Secure Code Execution with LLMs: Building CodeBox-AI with Model Context Protocol (MCP)
13 May 2025In recent projects, I’ve been exploring the potential of large language models (LLMs) not just to generate code snippets but also to execute them safely in isolated environments. This combination creates powerful workflows where AI assistants can iteratively develop, test, and refine solutions while providing visualizations and insights from data analysis. The project was of the “AI augmentation” type, where we take the impressive code generation capabilities of models like GPT-4 and Claude, and extend them with a secure execution environment that lets the AI run its own code, evaluate the results, and refine its approach.
One of the key challenges was building a solution that could execute untrusted code safely, maintain state between executions, and integrate seamlessly with different LLM providers. In this post, I’ll introduce CodeBox-AI, an experimental self-hosted Python code execution service, and demonstrate how it leverages the Model Context Protocol (MCP) to provide a standardized interface for LLM-powered applications.
What is CodeBox-AI?
CodeBox-AI is a secure Python code execution service that provides a self-hosted alternative to OpenAI’s Code Interpreter or Anthropic’s Claude analysis tool. It isolates code execution in Docker containers, supports session-based execution with state persistence, and provides robust security controls to prevent dangerous operations.

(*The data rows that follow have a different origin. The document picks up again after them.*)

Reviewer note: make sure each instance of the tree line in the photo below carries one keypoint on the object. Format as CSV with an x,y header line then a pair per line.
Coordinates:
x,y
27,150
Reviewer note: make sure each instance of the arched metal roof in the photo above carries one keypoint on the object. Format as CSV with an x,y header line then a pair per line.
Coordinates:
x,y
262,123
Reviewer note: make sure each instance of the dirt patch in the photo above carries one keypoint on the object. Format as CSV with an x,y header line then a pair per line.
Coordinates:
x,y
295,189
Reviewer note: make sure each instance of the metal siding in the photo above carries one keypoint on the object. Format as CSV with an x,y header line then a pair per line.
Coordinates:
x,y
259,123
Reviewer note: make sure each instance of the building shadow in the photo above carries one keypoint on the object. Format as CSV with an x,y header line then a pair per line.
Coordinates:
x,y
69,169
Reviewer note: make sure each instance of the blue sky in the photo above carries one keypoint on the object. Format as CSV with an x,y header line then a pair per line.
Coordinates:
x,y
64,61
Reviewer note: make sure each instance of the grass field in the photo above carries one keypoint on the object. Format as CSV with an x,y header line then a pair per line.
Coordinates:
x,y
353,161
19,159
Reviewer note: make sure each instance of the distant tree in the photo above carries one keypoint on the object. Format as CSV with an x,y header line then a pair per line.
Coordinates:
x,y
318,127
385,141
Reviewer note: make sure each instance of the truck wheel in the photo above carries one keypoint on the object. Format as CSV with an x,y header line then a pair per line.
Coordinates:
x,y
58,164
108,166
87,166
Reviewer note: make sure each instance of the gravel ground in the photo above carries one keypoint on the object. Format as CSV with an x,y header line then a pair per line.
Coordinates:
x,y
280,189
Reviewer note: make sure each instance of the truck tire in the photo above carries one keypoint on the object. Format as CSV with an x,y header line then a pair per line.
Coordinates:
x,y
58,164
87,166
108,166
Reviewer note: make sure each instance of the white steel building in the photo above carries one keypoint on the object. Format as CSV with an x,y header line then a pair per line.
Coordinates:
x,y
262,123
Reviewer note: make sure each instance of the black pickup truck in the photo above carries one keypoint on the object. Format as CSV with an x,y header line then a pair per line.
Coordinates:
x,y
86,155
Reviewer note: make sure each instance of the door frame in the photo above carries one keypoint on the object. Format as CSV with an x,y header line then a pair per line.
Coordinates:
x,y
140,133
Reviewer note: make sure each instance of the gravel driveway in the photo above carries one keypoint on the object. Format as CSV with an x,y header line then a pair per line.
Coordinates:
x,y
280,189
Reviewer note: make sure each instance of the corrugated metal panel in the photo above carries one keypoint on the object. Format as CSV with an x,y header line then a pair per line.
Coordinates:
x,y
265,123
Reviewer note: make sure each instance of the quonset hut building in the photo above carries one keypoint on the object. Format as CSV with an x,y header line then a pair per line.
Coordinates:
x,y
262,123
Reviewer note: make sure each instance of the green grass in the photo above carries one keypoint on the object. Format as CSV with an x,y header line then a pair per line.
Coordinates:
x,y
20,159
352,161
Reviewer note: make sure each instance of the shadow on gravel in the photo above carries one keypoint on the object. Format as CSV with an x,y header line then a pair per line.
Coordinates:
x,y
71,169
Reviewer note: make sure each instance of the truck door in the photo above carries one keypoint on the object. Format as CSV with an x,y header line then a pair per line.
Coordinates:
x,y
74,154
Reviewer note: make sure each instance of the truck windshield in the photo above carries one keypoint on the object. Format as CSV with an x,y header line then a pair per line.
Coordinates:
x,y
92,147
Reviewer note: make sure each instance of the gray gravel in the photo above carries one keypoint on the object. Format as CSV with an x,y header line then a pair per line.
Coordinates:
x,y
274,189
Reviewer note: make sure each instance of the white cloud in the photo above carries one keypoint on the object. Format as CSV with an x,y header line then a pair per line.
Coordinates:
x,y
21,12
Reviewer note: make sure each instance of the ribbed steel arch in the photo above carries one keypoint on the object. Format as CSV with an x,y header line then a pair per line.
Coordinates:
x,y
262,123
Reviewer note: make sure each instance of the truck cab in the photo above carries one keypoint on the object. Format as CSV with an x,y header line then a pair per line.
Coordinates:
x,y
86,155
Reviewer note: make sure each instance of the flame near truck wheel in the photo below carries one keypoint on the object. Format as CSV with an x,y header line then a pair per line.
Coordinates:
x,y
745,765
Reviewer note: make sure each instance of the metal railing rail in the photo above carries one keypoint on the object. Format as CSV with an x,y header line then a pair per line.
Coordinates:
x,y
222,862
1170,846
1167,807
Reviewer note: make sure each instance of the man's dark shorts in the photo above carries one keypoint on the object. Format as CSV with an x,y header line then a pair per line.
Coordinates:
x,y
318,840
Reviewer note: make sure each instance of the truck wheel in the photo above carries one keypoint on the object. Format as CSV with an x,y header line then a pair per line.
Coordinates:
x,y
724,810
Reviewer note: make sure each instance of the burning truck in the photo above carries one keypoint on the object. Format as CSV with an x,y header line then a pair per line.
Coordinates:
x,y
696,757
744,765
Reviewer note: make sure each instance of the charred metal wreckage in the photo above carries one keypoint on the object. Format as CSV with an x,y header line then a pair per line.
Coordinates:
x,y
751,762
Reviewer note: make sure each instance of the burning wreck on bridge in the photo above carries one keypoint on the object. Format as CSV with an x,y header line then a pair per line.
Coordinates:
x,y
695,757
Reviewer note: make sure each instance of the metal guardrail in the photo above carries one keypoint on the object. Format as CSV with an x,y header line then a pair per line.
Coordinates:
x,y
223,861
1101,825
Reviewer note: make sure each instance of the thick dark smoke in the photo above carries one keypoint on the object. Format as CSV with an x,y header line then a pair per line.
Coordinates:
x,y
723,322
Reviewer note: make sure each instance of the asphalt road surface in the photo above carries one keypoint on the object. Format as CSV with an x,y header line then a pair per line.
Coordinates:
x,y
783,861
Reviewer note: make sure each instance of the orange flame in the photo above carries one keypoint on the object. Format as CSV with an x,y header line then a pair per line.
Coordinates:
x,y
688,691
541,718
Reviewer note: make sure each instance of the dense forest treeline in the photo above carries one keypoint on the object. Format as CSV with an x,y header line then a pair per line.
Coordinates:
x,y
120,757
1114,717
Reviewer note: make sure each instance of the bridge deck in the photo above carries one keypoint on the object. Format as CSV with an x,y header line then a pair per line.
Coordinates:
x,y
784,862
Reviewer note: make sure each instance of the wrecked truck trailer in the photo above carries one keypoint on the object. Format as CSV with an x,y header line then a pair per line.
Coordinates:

The main features include:
- Session-based Python code execution in Docker containers
- IPython kernel for rich output support (including visualizations)
- Dynamic package installation with security controls
- State persistence between executions
- Support for mounting local directories with security controls
- AST-based code analysis to block dangerous operations
- Rather than sending your data to remote services, CodeBox-AI lets you run everything locally, with control over security policies and resource limits.
The Model Context Protocol (MCP)
The Model Context Protocol (MCP) is an emerging standard that allows LLM applications to interact with tools and resources in a standardized way. MCP enables LLMs to access and manipulate contextual information, execute code, search through documents, and perform various other tasks through a consistent interface.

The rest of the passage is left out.